Nie ma zaproszenia, bo z tego co wiem, nie został jeszcze ustalony konkretny termin, natomiast to, że się spotykamy w przyszłym tygodniu, zostało już ustalone. Rzecznik klubu Ruchu Palikota Andrzej Rozenek
Wspólne posiedzenie klubu RP z szefem rządu było elementem konsultacji ws. reformy emerytalnej; premier spotykał się także z pozostałymi klubami parlamentarnymi.
Chaos komunikacyjny
Wcześniej o zaproszeniu poinformował wiceszef RP, Sławomir Kopyciński. - Jest taka propozycja (o spotkaniu-red.) pana premiera skierowana do przewodniczącego Janusza Palikota - poinformował w środę Kopyciński. Podkreślił, że tematyka spotkania zależy od Tuska i Palikota. - Ale niewątpliwie pan przewodniczący będzie rozmawiał o sytuacji dotyczącej wątłej koalicji Platformy i PSL i ewentualnego poparcia reformy emerytalnej - powiedział.
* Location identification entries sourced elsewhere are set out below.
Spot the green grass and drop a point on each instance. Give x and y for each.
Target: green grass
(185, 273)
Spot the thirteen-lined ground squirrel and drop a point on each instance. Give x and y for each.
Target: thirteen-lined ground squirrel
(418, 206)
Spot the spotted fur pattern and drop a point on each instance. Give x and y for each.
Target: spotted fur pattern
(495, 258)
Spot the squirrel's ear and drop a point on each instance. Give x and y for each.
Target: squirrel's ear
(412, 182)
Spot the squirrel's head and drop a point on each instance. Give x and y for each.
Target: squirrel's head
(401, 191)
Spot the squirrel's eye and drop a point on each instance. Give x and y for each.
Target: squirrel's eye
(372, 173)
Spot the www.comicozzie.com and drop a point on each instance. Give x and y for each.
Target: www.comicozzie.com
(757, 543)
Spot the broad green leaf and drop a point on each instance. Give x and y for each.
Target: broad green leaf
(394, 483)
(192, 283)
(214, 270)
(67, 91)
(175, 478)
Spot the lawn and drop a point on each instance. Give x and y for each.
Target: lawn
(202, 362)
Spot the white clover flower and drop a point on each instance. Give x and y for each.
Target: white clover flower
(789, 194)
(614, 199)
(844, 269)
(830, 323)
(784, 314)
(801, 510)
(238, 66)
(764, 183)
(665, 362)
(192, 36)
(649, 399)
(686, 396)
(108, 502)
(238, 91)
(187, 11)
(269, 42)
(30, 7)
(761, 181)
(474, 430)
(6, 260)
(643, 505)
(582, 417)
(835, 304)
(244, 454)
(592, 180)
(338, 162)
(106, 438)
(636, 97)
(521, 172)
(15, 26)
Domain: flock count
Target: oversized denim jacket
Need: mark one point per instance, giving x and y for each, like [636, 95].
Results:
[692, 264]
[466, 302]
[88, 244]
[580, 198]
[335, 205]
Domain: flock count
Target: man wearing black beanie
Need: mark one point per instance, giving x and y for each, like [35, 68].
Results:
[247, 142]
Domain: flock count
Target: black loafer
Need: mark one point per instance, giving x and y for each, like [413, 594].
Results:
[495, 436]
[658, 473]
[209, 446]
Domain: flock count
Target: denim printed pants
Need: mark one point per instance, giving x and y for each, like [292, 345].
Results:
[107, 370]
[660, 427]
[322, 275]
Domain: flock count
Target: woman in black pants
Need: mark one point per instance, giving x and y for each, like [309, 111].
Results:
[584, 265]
Tę informację potwierdził sam Janusz Palikot reporterce TVN24, Agacie Adamek. Jednak kilkanaście minut później Kopyciński w rozmowie z Brygidą Grysiak sprostował swoje wcześnejsze słowa. - 10 minut temu rzecznik rządu Paweł Graś poinformował mnie, że oficjalnego zaproszenia nie ma. Przyjąłem tę informację, a do spotkania prędzej czy później dojdzie. Być może minister Graś nie ma wszystkich informacji na ten temat. Dziwi mnie to, bo wiadomo, że bez Ruchu Palikota w Sejmie ws. reformy emerytalnej niewiele się może wydarzyć - uznał Kopyciński.
Rozenek dopytywany o wypowiedź rzecznika rządu Pawła Grasia, powiedział: "Nie ma (zaproszenia), bo z tego co wiem, nie został jeszcze ustalony konkretny termin, natomiast to, że się spotykamy w przyszłym tygodniu, zostało już ustalone".
Ruch poprze reformę?
We wtorek rzecznik klubu Andrzej Rozenek w "Kropce nad i" w TVN24 mówił, że Ruch Palikota mogłoby poprzeć rządowy projekt emerytalny, ale premier Tusk musi spełnić warunki stawiane przez Ruch. Jakie to warunki? Według Rozenka, szczegółowo przedstawiono je w lutym na spotkaniu z szefem rządu. Dotyczyć mają m.in. dziedziczenia składki czy bezpłatnych badań po 60. roku życia. Rozenek podkreślił również, że Ruchu nie interesuje koalicja z PO.
W środę Kopyciński dodał, że propozycje Ruchu to również zniesienie limitu składek ubezpieczenia dla zamożnejszych osób, a także brak zasady "67 do OFE". - Obecnie kobiety pobierają świadczenie w wieku 60 lat, a mężczyźni 65. Premier chce wydłużenia tego wieku do 67 lat. My się na to nie zgadzamy, bo to prywatna umowa obywatela z prywatną firmą. Wcześniejsza wypłata mogła by być mechanizmem osłaniającym - powiedział Kopyciński.
Ruch Palikota i PO mają łącznie w Sejmie 248 głosów - wystarczająco, by przeforsować rządowy projekt emerytalny.
Bez porozumienia
We wtorek PO i PSL nie porozumiały się co do reformy emerytalnej, a Tusk i Pawlak odwołali zapowiadaną wspólną konferencję prasową. PSL nie chce zgodzić się na rządową propozycję podniesienia i zrównania wieku emerytalnego kobiet i mężczyzn do 67. roku życia. Ludowcy domagają się wydłużenia wieku tylko o dwa lata i obniżenia go dla matek, o trzy lata za każde dziecko, a maksymalnie o 9 lat.
W środę na temat emerytur rozmawiali szefowie klubów PO i PSL, Rafał Grupiński i Jan Bury. O 14. w tej sprawie ma spotkać się zarząd PO.